Presiden Tanpa Pengalaman

Sama dengan Geroge, Bung Karno, pria tampan, hebat, penuh inspirasi dan sangat kuat tekadnya melihat bangsa ini besar, juga tak punya pengalaman pemerintahan, apalagi presiden. Sebelum diusulkan oleh almarhum Pak Oto Iskandardinata – semoga kebaikannya membawanya ke kasih sayang Tuhan Yang Maha Pengampun dan Maha Pengasih –  Bung Karno adalah seorang pergerakan. Jangankan punya pengalaman jadi presiden, beliau tidak sudi menjadi ambtenaar Belanda.

Magnet kekuasaan, termasuk privelege-privelege konstitusi dan politik yang melekat pada jabatan presiden, memang memukau. Daya cengkeramnya dahsyat. Siapapun yang tak memiliki ketahanan moral hebat, bisa hanyut didalamnya, melupakan dan tenggelam dalam nalar-nalar pendek.

Waras

Anggota PPKI yang merancang jabatan presiden pada tahun 1945 dalam sidang PPKI tanggal 18 Agustus 1945, sama dengan MPR yang mengubah dan merumuskan pemilihan presiden secara langsung ini, semuanya sangat waras.
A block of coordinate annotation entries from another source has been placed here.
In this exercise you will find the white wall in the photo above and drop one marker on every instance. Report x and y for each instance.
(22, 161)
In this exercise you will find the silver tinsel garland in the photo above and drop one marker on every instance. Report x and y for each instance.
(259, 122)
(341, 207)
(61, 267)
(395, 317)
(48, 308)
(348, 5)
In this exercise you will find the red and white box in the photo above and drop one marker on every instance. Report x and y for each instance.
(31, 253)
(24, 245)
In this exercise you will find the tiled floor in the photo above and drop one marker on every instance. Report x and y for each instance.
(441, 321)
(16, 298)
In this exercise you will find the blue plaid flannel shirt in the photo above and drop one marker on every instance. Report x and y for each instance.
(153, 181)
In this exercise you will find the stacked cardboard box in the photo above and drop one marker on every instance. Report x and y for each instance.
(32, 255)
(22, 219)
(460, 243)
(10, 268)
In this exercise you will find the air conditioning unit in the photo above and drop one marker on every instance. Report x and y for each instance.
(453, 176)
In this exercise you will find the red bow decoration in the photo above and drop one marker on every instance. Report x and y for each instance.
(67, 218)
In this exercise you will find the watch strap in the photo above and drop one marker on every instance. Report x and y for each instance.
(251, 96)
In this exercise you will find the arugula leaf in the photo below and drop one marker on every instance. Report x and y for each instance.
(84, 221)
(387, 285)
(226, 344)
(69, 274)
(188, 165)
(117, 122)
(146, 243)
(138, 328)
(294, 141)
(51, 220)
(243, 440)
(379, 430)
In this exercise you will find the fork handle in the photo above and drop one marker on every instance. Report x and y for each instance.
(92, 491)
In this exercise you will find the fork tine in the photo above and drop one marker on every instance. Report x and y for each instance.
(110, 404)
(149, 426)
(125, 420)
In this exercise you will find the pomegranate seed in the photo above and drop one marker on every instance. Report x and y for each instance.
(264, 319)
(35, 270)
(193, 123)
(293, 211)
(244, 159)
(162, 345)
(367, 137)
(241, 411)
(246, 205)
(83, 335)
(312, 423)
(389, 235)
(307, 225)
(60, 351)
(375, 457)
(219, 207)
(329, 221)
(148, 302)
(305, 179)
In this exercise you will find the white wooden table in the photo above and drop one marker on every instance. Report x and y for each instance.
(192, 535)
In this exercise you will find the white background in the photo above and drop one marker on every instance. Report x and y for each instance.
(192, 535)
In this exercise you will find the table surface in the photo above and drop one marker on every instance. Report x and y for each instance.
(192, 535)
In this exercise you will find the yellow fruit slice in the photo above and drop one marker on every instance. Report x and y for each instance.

Bayangkan bila saja mereka merumuskan “pengalaman jadi presiden” sebagai syarat atau apapun sifatnya, Indonesia tidak bakal punya presiden.

Bila pengalaman jadi presiden menjadi syarat, niscaya Gus Dur, Ibu Mega, putri Bung Karno ini, dan Pak Susilo Bambang Yudhoyono, bahkan Pak Jokowi sendiri tak bakal jadi presiden. Beruntung pengalaman tak jadi syarat calon presiden. Bila disyaratkan, pastilah bangsa besar nan kaya ini harus mengimpor tidak hanya kedele, gula, beras, jagung, garam dan lainnya, tetapi juga presiden.

Kewarasan mereka harus diakui, telah memungkinkan Pak Ma’ruf, yang juga kiai ini muncul menjadi cawapres Pak Jokowi. Pak Sandi, sama dengan Pak Ma’ruf, juga muncul menjadi calon wakil presiden Pak Prabowo. Praktis bapak-bapak semua telah memungkinkan pilpres kali ini terlaksana. Tanpa bapak-bapak, tidak bakal ada pilpres. UUD 1945 tidak membenarkan capres tunggal, dan capres tanpa cawapres.